Ancak bunu diyemediler hemen Stalin’in 40 milyon değil 25 milyon insanı
katlettiğini ve kendi ideolojisini egemen kılmak için onların da gerekli
olduğunu anlatmaya kalkarlardı. Ben bu arkadaşlara çok üzülürdüm, nasıl olur da
özgürlük, insan, ahlak, yaşama hakkı ve toplumların kendi kaderini tayin etme
gibi yüce değerlerden bahsedip böylesi bir karanlıkta dolaşmalarını
anlayamazdım. Ama ne yazık ki ideolojik körlük insanı hem kör hem sağır
ediyormuş bunu öğrenmiştim.
Dini bağnazlıklar da bu ideolojilerden farlı değil, hatta
şiddete meyil etme açısından ideolojilerden daha etkilidir. İdeolojiler kahramanlık
destanları ile taraftarını büyülerken dinler şehitlik ve öbür tarafta daha
güzel bir hayat onları beklediğini söyleyerek bir an evvel insanların ölüme
yelken açmalarını sağlarlar. Yine aynı dönemde Üniversitede doğudan bazı
arkadaşlar vardı, Hizbullah denen gruba yakınlardı, grupsal aidiyet kimlikleri,
bireysel özgür ifade ortaya koymasından daha öncelikli gelirdi. Özellikle
Diyarbakır ve Batman gibi ilerimizde ölümlü vakalar yaşanıyordu, hatta aynı
inanca sahip olanlar egemenlik kurmak için birbirlerini öldürebiliyorlardı.
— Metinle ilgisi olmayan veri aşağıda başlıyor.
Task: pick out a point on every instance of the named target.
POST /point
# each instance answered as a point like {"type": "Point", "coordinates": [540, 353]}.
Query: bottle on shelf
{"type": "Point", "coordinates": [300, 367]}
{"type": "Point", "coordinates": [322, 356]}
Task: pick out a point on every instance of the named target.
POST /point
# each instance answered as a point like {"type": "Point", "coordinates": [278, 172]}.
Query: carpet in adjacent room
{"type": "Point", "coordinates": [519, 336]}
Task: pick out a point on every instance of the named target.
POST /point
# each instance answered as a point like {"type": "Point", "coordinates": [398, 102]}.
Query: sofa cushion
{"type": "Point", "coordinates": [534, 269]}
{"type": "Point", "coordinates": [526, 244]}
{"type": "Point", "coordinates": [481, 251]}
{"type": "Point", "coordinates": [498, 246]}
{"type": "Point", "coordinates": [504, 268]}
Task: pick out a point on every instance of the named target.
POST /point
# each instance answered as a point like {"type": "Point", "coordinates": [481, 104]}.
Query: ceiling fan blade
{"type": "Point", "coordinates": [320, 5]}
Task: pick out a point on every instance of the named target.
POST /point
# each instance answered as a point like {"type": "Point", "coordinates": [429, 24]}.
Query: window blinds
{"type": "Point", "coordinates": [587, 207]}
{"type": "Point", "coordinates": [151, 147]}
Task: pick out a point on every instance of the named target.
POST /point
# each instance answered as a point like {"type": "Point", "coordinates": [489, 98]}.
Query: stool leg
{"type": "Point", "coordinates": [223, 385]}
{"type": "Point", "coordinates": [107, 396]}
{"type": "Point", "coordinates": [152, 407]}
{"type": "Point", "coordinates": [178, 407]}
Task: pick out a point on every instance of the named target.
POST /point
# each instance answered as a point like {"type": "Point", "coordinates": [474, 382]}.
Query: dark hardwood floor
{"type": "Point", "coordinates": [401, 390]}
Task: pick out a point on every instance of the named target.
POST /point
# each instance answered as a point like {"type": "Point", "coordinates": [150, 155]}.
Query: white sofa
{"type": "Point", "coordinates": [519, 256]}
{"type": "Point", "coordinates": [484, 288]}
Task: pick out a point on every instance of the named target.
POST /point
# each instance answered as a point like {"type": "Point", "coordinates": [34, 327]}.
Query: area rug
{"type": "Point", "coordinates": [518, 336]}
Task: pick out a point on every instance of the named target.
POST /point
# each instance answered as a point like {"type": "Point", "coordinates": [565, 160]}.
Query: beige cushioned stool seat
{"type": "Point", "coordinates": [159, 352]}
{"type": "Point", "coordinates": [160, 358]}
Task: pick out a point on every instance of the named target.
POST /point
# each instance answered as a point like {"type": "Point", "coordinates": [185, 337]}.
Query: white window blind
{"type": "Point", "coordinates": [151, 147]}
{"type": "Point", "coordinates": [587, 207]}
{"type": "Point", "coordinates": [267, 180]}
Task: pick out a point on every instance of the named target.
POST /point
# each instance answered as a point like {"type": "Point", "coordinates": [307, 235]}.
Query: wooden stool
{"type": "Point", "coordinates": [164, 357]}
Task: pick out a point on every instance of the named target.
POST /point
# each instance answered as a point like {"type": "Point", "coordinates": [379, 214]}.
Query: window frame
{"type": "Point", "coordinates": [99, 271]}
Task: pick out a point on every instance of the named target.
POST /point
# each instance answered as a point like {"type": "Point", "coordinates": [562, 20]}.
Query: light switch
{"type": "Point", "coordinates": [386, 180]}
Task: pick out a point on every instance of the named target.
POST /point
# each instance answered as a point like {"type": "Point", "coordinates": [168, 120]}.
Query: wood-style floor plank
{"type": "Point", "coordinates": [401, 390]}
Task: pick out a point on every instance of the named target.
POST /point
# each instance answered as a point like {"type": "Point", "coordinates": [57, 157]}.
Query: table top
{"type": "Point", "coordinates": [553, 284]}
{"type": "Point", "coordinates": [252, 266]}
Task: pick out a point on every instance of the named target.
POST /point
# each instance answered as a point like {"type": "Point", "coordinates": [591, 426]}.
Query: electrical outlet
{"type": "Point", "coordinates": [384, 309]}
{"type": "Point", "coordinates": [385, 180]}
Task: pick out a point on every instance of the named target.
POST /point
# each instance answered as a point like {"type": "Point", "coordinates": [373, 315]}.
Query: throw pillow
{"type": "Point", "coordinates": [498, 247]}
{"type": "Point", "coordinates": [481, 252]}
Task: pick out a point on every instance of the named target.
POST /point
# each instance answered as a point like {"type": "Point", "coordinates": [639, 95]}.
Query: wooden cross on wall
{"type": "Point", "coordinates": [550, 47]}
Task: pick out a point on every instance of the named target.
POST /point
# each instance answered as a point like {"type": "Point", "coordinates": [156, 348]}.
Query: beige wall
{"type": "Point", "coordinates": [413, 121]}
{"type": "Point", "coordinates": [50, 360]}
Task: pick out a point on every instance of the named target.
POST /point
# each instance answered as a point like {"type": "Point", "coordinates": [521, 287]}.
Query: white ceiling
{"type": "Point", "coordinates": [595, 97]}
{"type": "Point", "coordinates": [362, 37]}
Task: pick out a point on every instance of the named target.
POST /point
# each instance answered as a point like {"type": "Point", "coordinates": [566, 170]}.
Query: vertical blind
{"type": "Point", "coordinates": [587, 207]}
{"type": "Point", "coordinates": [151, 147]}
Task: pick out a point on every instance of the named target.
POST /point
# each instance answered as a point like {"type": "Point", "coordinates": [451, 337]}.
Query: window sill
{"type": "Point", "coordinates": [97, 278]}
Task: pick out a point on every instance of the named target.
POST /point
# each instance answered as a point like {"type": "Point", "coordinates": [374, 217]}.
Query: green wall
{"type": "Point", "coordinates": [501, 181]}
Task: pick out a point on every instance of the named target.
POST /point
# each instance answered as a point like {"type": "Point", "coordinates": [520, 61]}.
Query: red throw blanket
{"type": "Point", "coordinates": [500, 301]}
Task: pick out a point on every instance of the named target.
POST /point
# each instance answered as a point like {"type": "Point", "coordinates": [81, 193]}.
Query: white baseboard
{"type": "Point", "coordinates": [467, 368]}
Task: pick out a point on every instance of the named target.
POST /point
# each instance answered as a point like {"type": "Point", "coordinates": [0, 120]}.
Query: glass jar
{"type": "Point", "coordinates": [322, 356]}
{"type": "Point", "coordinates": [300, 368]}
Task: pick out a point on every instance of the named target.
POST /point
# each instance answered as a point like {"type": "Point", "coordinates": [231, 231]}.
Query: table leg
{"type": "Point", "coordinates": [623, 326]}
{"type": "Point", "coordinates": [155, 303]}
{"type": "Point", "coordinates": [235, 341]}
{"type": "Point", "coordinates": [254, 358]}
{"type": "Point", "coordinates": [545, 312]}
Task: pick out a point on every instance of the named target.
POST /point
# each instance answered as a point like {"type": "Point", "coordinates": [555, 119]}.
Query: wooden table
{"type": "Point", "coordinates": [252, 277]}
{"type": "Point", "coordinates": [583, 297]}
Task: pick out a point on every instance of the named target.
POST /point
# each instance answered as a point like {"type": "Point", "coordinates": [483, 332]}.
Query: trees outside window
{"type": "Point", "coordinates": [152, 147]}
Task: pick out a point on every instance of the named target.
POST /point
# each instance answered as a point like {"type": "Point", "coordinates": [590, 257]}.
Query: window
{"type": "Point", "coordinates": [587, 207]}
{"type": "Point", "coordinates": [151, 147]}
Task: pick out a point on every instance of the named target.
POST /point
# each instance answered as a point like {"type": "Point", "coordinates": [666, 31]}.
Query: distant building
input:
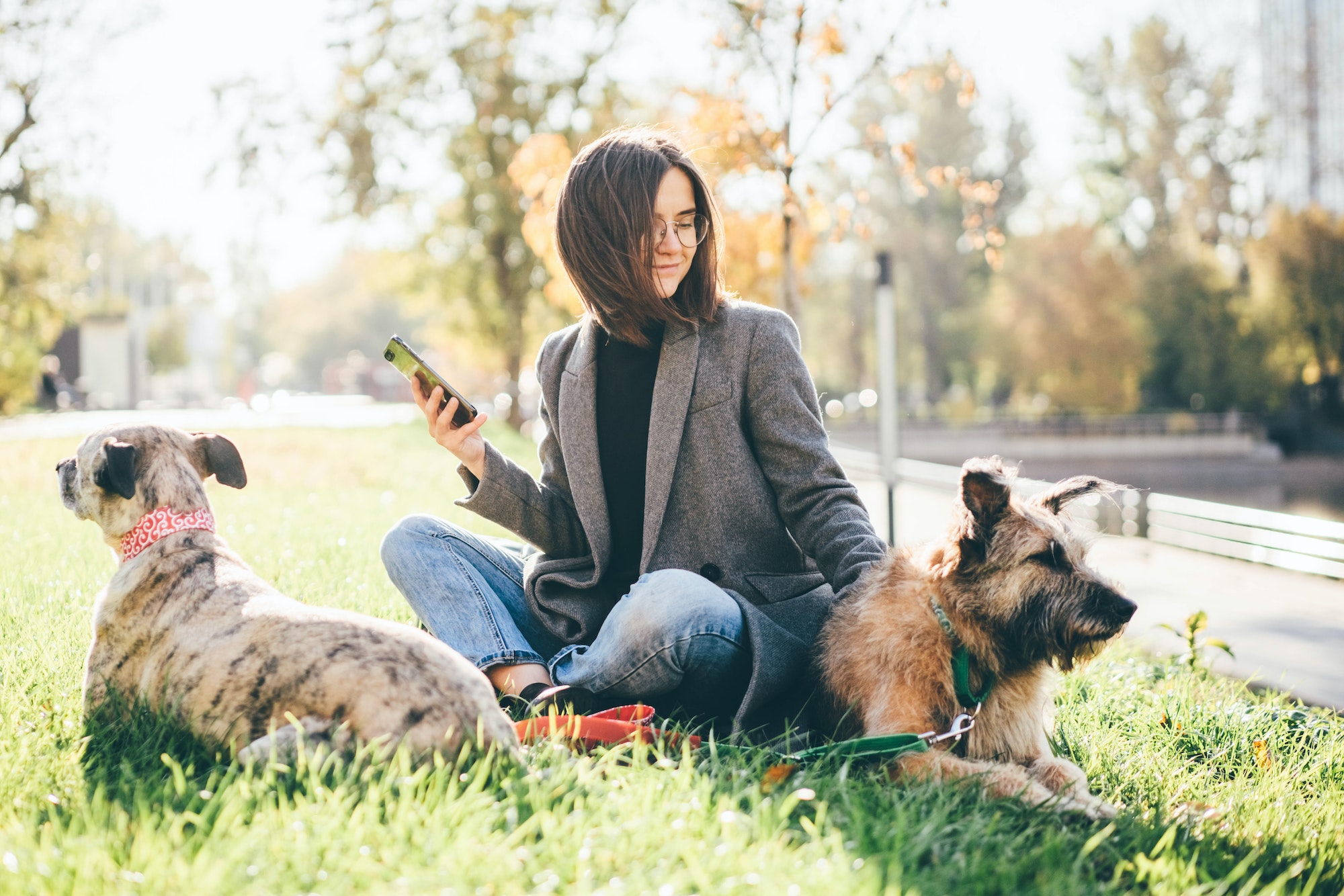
{"type": "Point", "coordinates": [153, 335]}
{"type": "Point", "coordinates": [1303, 72]}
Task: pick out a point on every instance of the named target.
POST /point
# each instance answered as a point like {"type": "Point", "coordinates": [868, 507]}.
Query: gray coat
{"type": "Point", "coordinates": [741, 487]}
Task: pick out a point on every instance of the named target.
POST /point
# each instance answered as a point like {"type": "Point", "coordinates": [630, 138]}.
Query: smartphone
{"type": "Point", "coordinates": [405, 359]}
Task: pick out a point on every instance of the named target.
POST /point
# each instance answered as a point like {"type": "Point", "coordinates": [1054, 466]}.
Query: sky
{"type": "Point", "coordinates": [140, 130]}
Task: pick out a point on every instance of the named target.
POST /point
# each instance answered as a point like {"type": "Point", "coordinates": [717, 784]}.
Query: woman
{"type": "Point", "coordinates": [691, 527]}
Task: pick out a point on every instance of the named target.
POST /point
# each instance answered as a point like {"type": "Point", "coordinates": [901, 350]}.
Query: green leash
{"type": "Point", "coordinates": [962, 663]}
{"type": "Point", "coordinates": [892, 746]}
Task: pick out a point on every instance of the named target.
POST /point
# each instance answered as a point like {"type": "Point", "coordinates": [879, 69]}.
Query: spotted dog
{"type": "Point", "coordinates": [189, 627]}
{"type": "Point", "coordinates": [1009, 590]}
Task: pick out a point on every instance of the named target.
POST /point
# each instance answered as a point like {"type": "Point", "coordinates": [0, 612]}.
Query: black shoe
{"type": "Point", "coordinates": [568, 702]}
{"type": "Point", "coordinates": [514, 706]}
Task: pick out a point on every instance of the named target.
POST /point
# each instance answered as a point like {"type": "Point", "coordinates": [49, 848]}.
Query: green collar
{"type": "Point", "coordinates": [962, 663]}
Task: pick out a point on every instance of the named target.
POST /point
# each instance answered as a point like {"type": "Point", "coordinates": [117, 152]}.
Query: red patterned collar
{"type": "Point", "coordinates": [161, 525]}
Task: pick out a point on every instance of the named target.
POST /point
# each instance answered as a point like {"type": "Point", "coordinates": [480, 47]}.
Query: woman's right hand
{"type": "Point", "coordinates": [464, 443]}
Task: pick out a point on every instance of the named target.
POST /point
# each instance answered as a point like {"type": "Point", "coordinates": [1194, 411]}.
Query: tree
{"type": "Point", "coordinates": [1298, 279]}
{"type": "Point", "coordinates": [790, 66]}
{"type": "Point", "coordinates": [40, 265]}
{"type": "Point", "coordinates": [474, 81]}
{"type": "Point", "coordinates": [1167, 170]}
{"type": "Point", "coordinates": [1068, 324]}
{"type": "Point", "coordinates": [1167, 162]}
{"type": "Point", "coordinates": [935, 189]}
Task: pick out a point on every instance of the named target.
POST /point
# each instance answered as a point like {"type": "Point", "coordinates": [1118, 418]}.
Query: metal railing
{"type": "Point", "coordinates": [1286, 541]}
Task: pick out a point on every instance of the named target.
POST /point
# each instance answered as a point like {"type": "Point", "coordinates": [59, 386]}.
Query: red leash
{"type": "Point", "coordinates": [620, 725]}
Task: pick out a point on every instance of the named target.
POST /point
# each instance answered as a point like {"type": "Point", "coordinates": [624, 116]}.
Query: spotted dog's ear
{"type": "Point", "coordinates": [221, 457]}
{"type": "Point", "coordinates": [118, 471]}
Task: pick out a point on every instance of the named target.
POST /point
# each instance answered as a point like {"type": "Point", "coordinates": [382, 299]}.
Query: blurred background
{"type": "Point", "coordinates": [1116, 228]}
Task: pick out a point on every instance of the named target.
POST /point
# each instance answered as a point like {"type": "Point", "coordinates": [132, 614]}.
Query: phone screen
{"type": "Point", "coordinates": [411, 365]}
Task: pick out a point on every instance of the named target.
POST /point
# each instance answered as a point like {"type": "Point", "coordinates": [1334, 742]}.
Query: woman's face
{"type": "Point", "coordinates": [675, 204]}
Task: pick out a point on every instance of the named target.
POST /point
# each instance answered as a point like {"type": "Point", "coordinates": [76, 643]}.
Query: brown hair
{"type": "Point", "coordinates": [604, 232]}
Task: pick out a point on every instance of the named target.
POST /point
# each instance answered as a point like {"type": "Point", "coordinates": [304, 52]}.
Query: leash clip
{"type": "Point", "coordinates": [960, 726]}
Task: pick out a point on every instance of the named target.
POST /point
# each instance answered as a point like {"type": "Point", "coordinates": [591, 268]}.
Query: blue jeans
{"type": "Point", "coordinates": [675, 633]}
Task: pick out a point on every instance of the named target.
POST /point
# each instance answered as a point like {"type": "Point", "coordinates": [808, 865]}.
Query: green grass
{"type": "Point", "coordinates": [142, 807]}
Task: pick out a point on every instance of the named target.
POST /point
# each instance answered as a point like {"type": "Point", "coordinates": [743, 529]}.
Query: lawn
{"type": "Point", "coordinates": [1222, 791]}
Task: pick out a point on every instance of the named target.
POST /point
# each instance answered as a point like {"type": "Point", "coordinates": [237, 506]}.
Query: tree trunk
{"type": "Point", "coordinates": [790, 283]}
{"type": "Point", "coordinates": [514, 302]}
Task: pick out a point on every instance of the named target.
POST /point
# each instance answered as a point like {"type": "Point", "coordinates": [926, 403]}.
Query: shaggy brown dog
{"type": "Point", "coordinates": [189, 627]}
{"type": "Point", "coordinates": [1014, 586]}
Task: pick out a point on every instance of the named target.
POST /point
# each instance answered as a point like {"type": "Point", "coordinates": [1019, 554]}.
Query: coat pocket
{"type": "Point", "coordinates": [773, 588]}
{"type": "Point", "coordinates": [710, 390]}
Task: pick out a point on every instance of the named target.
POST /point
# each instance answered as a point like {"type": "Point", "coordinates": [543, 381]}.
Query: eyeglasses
{"type": "Point", "coordinates": [689, 233]}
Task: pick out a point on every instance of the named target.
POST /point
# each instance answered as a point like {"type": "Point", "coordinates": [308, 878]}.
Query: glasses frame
{"type": "Point", "coordinates": [670, 225]}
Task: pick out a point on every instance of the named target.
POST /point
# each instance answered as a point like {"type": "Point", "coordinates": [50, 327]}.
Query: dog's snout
{"type": "Point", "coordinates": [1120, 609]}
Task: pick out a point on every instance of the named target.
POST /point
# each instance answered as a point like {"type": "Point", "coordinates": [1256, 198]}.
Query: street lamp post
{"type": "Point", "coordinates": [888, 405]}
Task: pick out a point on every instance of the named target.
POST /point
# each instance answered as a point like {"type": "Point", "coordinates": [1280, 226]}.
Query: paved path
{"type": "Point", "coordinates": [1287, 628]}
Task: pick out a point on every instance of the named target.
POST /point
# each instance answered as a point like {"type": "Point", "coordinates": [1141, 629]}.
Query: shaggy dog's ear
{"type": "Point", "coordinates": [220, 457]}
{"type": "Point", "coordinates": [118, 471]}
{"type": "Point", "coordinates": [986, 488]}
{"type": "Point", "coordinates": [1062, 494]}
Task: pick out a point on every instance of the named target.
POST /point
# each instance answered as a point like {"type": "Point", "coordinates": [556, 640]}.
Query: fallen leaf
{"type": "Point", "coordinates": [776, 776]}
{"type": "Point", "coordinates": [1263, 757]}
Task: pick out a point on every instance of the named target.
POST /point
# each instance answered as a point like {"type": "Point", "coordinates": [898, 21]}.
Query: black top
{"type": "Point", "coordinates": [626, 378]}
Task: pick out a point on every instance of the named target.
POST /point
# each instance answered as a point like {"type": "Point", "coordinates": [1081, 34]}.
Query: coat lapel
{"type": "Point", "coordinates": [579, 443]}
{"type": "Point", "coordinates": [671, 400]}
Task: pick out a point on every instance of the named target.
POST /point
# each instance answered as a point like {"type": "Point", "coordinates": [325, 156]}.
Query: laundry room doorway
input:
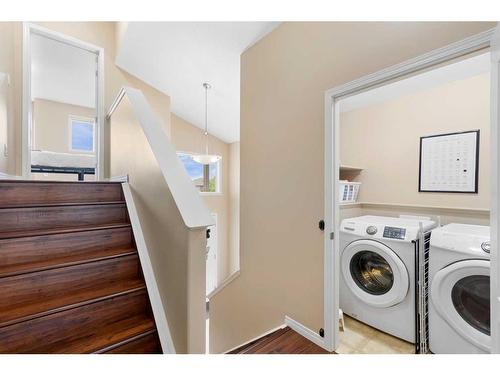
{"type": "Point", "coordinates": [403, 186]}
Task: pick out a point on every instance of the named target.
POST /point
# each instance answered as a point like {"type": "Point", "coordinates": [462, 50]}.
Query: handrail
{"type": "Point", "coordinates": [191, 206]}
{"type": "Point", "coordinates": [147, 269]}
{"type": "Point", "coordinates": [225, 283]}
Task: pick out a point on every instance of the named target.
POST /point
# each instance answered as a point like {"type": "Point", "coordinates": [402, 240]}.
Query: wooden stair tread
{"type": "Point", "coordinates": [54, 262]}
{"type": "Point", "coordinates": [92, 328]}
{"type": "Point", "coordinates": [70, 274]}
{"type": "Point", "coordinates": [60, 204]}
{"type": "Point", "coordinates": [44, 232]}
{"type": "Point", "coordinates": [67, 301]}
{"type": "Point", "coordinates": [145, 343]}
{"type": "Point", "coordinates": [109, 337]}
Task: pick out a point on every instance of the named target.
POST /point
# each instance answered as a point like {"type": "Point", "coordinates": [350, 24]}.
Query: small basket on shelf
{"type": "Point", "coordinates": [348, 191]}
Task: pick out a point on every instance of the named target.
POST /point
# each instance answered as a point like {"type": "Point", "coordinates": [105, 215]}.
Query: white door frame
{"type": "Point", "coordinates": [26, 136]}
{"type": "Point", "coordinates": [330, 341]}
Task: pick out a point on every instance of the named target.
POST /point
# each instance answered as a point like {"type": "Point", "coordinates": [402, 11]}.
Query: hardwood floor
{"type": "Point", "coordinates": [282, 341]}
{"type": "Point", "coordinates": [70, 274]}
Böylesi acıların yaşandığı ortamda, eğer bu insanlar Müslüman ise neden
Müslüman olduğunu söyleyen birini öldürür…Haksız yere bir insanı öldürmek Allah’ın
ve meleklerin lanetine uğramaktır. Bunun hiçbir meşru gerekçesi olamaz, bir
canı öldürmek için gelmedi din, ölüme mahkûm edilenleri hayata kavuşturmak için
geldi…Diri diri toprağa gömülen kız çocuklarını ölümden kurtarması da bunun
açık göstergesidir dediğimde, hayır sen yanlış biliyorsun din öyle değil,
ululemre itaat farzdır. O bölgede bir cihat hareketi başlamıştır, bu kararı
veren lider vardır, bu lidere biat etmeyen etrafta konuşan kim olursa fitnecidir
ve katli vaciptir. Hatta bunları öldürdüğünde sevap kazanırsın, fitnenin
ortadan kalması için çalışıyorsun diye cevaplar almıştım. İnanın bu söylenenler
karşısında küçük dilimi yutmuştum.
Bu zavallı beyinlere böylesi bir anlayış din ve Allah’a yakın
olmak adına yerleştirilmişti. Bunları sömürmek ve kendine bağımlı kılarak Stalin’in
tavuğu yapmak için, efendiler tebasını böyle kuşatmıştı…Onların anlama
yorumlama muhakeme idrak mekanizmalarını işgal ederseniz, o kafalar sadece
geleni olduğu gibi alıp sorgulamadan nasıl uygularız diye bir canavara dönüşüyorlar.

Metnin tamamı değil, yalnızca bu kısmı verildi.